En 1999, Eugénie Dubreuil a 62 ans. Après une vie à enseigner les arts plastiques, l’artiste a envie de se consacrer pleinement à ce qu’elle aime : l’art et l’histoire de l’art. Elle se met, cette année-là, à arpenter les salles de vente. Par curiosité, pour voir des choses qu’elle ne voyait pas ailleurs. C’est à Drouot, l’une des plus anciennes places de vente au monde, qu’elle passe le plus clair de son temps.

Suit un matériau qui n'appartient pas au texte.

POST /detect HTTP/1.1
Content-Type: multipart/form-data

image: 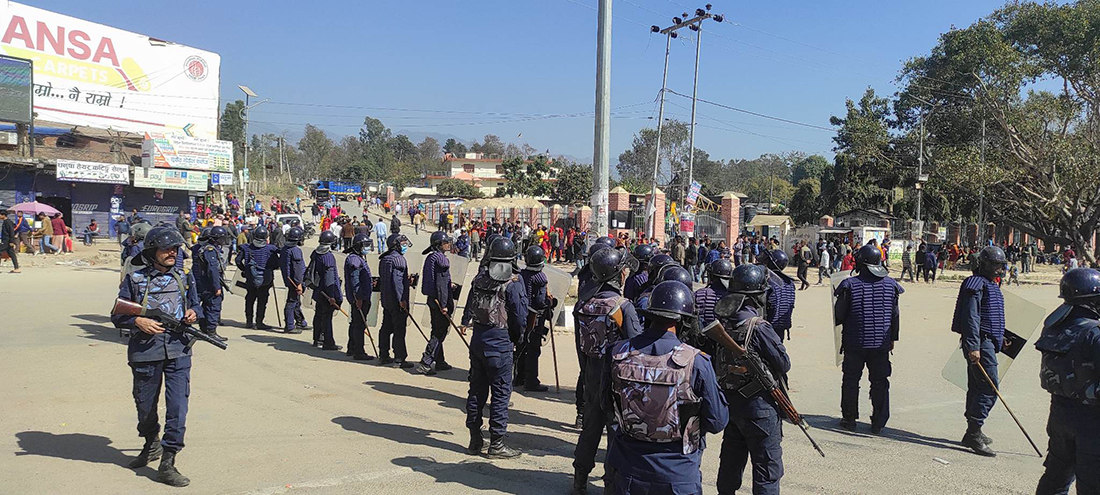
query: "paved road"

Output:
[0,200,1057,495]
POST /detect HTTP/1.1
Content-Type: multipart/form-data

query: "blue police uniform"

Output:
[378,250,410,362]
[623,268,649,300]
[952,275,1004,427]
[834,272,905,429]
[279,245,306,332]
[765,270,795,340]
[604,329,729,495]
[111,265,202,452]
[237,242,279,326]
[1035,307,1100,495]
[573,284,642,475]
[306,248,343,348]
[344,253,371,356]
[513,270,550,388]
[718,306,791,495]
[462,270,528,441]
[420,250,454,366]
[191,242,226,333]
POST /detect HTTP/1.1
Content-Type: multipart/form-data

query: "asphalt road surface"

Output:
[0,203,1058,495]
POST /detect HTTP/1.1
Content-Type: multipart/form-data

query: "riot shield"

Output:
[828,272,851,366]
[939,289,1046,391]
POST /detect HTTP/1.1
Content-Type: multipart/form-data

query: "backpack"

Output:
[612,340,702,454]
[576,295,627,358]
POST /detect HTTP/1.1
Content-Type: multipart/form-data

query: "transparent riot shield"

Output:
[939,289,1046,391]
[828,272,851,366]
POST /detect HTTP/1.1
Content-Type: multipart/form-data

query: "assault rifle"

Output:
[703,320,825,458]
[111,298,229,351]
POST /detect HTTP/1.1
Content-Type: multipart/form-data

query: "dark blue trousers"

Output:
[840,349,891,428]
[130,355,191,452]
[199,293,226,332]
[378,307,409,361]
[965,336,1001,427]
[466,351,512,440]
[1035,396,1100,495]
[314,300,337,348]
[718,391,783,495]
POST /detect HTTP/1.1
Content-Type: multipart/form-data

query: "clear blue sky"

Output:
[30,0,1002,163]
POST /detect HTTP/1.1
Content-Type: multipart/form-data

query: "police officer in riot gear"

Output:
[279,227,310,333]
[306,230,343,351]
[952,245,1008,458]
[604,282,729,494]
[1035,268,1100,495]
[344,233,374,361]
[690,257,734,355]
[623,244,657,300]
[111,227,202,486]
[757,250,795,340]
[834,244,905,435]
[191,226,229,341]
[512,245,550,392]
[237,226,279,330]
[573,249,641,494]
[417,230,454,375]
[378,234,413,369]
[714,264,791,494]
[462,238,529,459]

Un jour que l’on disperse des œuvres que possédait Guillaume Apollinaire, la jeune retraitée tombe en arrêt devant un dessin de Marie Laurencin. C’est une esquisse, celle d’une femme à demi-nue, sur une simple feuille arrachée à un cahier. Il n’est pas signé. Le prix est dérisoire, Eugénie Dubreuil l’achète. Ce geste agit comme un déclencheur. « Je me suis mise à acheter des œuvres de femmes et c’est devenu addictif, raconte l’artiste de sa voix douce et enjouée. Je fréquentais aussi les galeries attenantes, mais c’était plus cher, alors je revenais à Drouot. C’était une telle joie de découvrir ces œuvres, de regarder les catalogues. J’ai commencé une nouvelle vie. »

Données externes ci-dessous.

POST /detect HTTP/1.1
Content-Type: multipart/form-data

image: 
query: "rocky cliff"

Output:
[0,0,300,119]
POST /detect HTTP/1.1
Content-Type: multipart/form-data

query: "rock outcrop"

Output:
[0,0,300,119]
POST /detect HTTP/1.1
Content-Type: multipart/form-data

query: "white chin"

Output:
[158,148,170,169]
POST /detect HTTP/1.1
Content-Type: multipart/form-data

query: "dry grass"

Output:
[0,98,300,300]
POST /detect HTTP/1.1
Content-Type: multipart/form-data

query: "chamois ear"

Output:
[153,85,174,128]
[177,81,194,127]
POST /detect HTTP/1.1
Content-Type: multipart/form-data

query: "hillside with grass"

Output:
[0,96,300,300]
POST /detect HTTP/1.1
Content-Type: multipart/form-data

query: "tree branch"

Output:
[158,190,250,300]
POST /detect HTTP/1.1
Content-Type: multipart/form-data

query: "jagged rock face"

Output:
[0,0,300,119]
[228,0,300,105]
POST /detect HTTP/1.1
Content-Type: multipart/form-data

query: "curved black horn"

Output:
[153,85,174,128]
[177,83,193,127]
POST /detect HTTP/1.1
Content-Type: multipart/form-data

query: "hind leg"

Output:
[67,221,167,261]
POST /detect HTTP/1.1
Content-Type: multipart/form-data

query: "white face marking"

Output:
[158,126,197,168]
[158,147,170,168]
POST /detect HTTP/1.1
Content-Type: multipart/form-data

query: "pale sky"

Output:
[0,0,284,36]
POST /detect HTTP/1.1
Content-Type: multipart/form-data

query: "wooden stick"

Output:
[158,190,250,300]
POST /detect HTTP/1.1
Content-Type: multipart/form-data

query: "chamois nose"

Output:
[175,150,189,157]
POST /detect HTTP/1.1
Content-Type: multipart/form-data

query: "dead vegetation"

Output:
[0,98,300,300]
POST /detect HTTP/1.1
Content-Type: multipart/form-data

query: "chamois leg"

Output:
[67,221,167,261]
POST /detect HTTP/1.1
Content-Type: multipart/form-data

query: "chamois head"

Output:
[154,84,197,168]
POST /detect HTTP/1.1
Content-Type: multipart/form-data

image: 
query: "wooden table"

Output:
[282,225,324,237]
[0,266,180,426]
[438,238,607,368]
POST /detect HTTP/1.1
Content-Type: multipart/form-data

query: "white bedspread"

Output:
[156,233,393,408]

Elle a parfois eu des coups de cœur qu’elle n’a pas pu acquérir, comme cette toile de l’Italienne Sofonisba Anguissola. « Je n’avais pas un choix énorme parce que je choisissais en fonction du prix. En général, de 100 à 300 euros, décrit-elle. C’est arrivé que je paye un peu plus cher, mais, ensuite, je devais faire attention. » Elle achète aussi au gré de ses voyages à l’étranger.
« Ces genres dits mineurs »
Son intention initiale n’était pas de devenir collectionneuse, mais l’artiste s’aperçoit au fil des années que ses acquisitions, accrochées au milieu de ses propres œuvres, donnent à son atelier du 13e arrondissement de Paris des airs de musée. « LA musée », lui souffle son mari, le poète et journaliste Georges Châtain, ex-correspondant du Monde dans le Limousin, où elle possède un autre atelier. Le nom est joli, il sera désormais celui de sa collection.

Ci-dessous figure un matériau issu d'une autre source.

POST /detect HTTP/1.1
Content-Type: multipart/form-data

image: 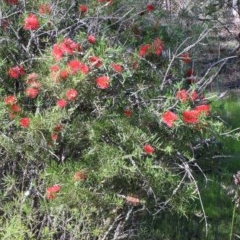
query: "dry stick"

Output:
[160,29,212,91]
[113,207,133,240]
[101,214,122,240]
[178,156,208,236]
[197,56,237,94]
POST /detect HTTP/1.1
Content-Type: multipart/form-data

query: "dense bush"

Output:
[0,0,238,240]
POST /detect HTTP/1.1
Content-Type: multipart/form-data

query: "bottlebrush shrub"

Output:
[0,0,234,239]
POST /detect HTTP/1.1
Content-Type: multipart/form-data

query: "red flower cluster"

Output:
[98,0,112,4]
[138,38,163,57]
[8,66,25,79]
[143,144,155,154]
[25,73,41,98]
[66,89,78,101]
[52,38,81,61]
[51,124,63,141]
[123,109,132,117]
[19,117,30,128]
[147,4,154,12]
[5,0,18,5]
[138,44,152,57]
[46,185,61,200]
[79,5,88,14]
[181,52,191,63]
[177,89,198,102]
[23,13,39,31]
[39,4,52,15]
[153,38,163,56]
[60,69,69,80]
[183,104,210,124]
[25,87,39,98]
[57,99,67,108]
[4,95,17,106]
[68,59,89,74]
[162,111,178,128]
[87,35,96,44]
[89,56,103,68]
[126,196,141,206]
[96,76,110,89]
[111,63,123,73]
[4,95,21,119]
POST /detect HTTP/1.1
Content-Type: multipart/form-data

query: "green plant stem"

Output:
[229,204,236,240]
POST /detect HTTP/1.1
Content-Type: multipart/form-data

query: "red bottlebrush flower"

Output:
[1,20,10,31]
[5,0,18,5]
[177,89,188,102]
[23,13,39,31]
[57,99,67,108]
[189,91,198,101]
[194,104,210,116]
[66,89,78,101]
[51,132,58,142]
[153,38,163,56]
[50,65,60,72]
[10,104,21,113]
[147,4,154,12]
[39,4,52,15]
[138,44,152,57]
[60,69,69,80]
[46,184,61,200]
[126,196,141,206]
[4,95,17,106]
[73,170,88,182]
[68,59,82,74]
[162,111,178,127]
[143,144,155,154]
[26,73,38,84]
[132,62,139,70]
[8,66,25,79]
[183,110,199,124]
[52,44,64,61]
[79,5,88,14]
[80,64,89,74]
[28,81,41,90]
[87,35,96,44]
[123,109,132,117]
[60,38,79,55]
[96,76,110,89]
[9,111,15,119]
[25,88,39,98]
[181,52,191,63]
[111,63,123,73]
[20,118,30,128]
[89,56,103,68]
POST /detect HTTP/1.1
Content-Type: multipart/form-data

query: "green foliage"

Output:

Eugénie Dubreuil, qui a entendu parler du National Museum of Women in the Arts, à Washington, le premier musée au monde consacré à la production artistique féminine, se dit qu’elle pourrait essayer ça, créer un lieu pour sa collection. Elle commence par faire visiter son atelier à des gens du quartier et à des amis de passage, mais « l’âge aidant », elle se rend à l’évidence : elle doit se séparer de sa collection si elle veut éviter qu’elle ne soit vendue ou dispersée après sa mort.